Follow-Through for Marketing Improvements
It’s not done until you’ve ranked the problems and picked at least one to solve that month or quarter. Once you’ve picked the top problem to solve:
- Understand the problem:
- What makes it a problem?
- What does it cost in time, money, or frustration?
- It’s worth solving.
- Identify a solution
- Even if the next step is scheduling a meeting.
- Otherwise, make a user story.
- Automate reporting for x
- So that so-and-so can create a useful report without having to do y.
- Walk away with a scope, timeline, and budget.

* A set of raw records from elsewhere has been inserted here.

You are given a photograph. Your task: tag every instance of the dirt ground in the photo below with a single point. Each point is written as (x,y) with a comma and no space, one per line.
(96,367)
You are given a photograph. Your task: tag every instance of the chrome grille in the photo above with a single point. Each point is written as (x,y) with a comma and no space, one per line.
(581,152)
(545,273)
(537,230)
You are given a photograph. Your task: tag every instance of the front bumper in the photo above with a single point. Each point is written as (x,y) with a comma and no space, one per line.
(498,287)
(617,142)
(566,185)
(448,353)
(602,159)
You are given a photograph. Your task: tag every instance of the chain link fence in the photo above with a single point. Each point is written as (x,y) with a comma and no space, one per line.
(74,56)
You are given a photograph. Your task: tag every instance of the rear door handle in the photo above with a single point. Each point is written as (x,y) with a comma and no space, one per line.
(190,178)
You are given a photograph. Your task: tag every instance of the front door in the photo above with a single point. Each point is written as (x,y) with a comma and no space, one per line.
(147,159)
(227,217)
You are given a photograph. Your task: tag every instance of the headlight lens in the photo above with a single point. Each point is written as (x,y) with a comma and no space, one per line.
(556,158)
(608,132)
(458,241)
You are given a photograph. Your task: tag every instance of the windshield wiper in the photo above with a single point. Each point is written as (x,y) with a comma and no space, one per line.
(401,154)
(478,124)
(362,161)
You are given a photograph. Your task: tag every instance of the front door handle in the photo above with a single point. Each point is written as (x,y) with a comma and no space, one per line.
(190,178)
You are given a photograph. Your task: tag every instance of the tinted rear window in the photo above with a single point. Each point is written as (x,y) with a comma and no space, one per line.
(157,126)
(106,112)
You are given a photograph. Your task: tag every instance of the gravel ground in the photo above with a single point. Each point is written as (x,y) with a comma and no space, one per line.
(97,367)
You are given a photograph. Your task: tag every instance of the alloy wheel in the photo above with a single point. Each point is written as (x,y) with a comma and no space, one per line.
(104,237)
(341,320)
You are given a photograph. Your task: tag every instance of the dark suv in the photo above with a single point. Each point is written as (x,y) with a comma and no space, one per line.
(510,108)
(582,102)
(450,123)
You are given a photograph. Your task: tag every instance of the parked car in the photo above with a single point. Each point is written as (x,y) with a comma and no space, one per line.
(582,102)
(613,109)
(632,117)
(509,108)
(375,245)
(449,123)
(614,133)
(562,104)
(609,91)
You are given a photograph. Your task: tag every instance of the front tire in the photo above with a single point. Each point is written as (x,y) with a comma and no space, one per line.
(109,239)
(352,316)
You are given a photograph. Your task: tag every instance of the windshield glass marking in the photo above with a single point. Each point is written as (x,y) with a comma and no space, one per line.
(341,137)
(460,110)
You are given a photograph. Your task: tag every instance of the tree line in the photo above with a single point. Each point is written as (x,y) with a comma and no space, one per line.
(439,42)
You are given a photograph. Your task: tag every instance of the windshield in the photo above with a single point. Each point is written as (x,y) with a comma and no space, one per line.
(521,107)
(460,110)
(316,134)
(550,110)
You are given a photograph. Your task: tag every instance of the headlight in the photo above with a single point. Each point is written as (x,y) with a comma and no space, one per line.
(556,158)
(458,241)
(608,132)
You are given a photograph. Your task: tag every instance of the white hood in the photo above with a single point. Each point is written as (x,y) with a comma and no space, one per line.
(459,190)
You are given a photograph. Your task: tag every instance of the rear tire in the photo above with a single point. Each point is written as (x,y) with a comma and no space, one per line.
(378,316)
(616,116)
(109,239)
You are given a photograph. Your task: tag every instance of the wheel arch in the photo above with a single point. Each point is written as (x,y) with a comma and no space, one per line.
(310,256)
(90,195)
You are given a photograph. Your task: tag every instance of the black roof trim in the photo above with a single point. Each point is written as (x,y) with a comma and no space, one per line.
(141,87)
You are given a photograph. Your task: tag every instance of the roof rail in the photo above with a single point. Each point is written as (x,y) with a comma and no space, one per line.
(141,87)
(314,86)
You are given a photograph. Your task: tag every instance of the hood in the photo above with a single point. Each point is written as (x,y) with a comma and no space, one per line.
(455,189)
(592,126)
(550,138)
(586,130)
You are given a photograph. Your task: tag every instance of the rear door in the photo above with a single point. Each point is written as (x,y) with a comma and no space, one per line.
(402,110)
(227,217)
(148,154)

- Scope: how will we know when we’ve taken action to solve the problem? Remember, you can’t always know when the problem is solved, and this could lead to scope creep. Keep it to: What should we do to fix the problem, and how will we know it’s done?
- Timeline: Sometimes timeline depends on your meeting tempo rather than how fast something can get done. Either way, set the date so your manager can make a plan.
- Budget: Everything costs time and money. Make sure you know how much it will cost in man hours and cash.
One Problem at a Time
Growing companies build process and culture over time. To keep forward momentum, managers need to keep healthy pressure on their reports in a way that will be fulfilling for everyone involved. You get good results and a great professional relationship with people, and your reporting manager gets their strengths built and career success.
As long as we can properly identify the next task and get it done in a way that grows the team.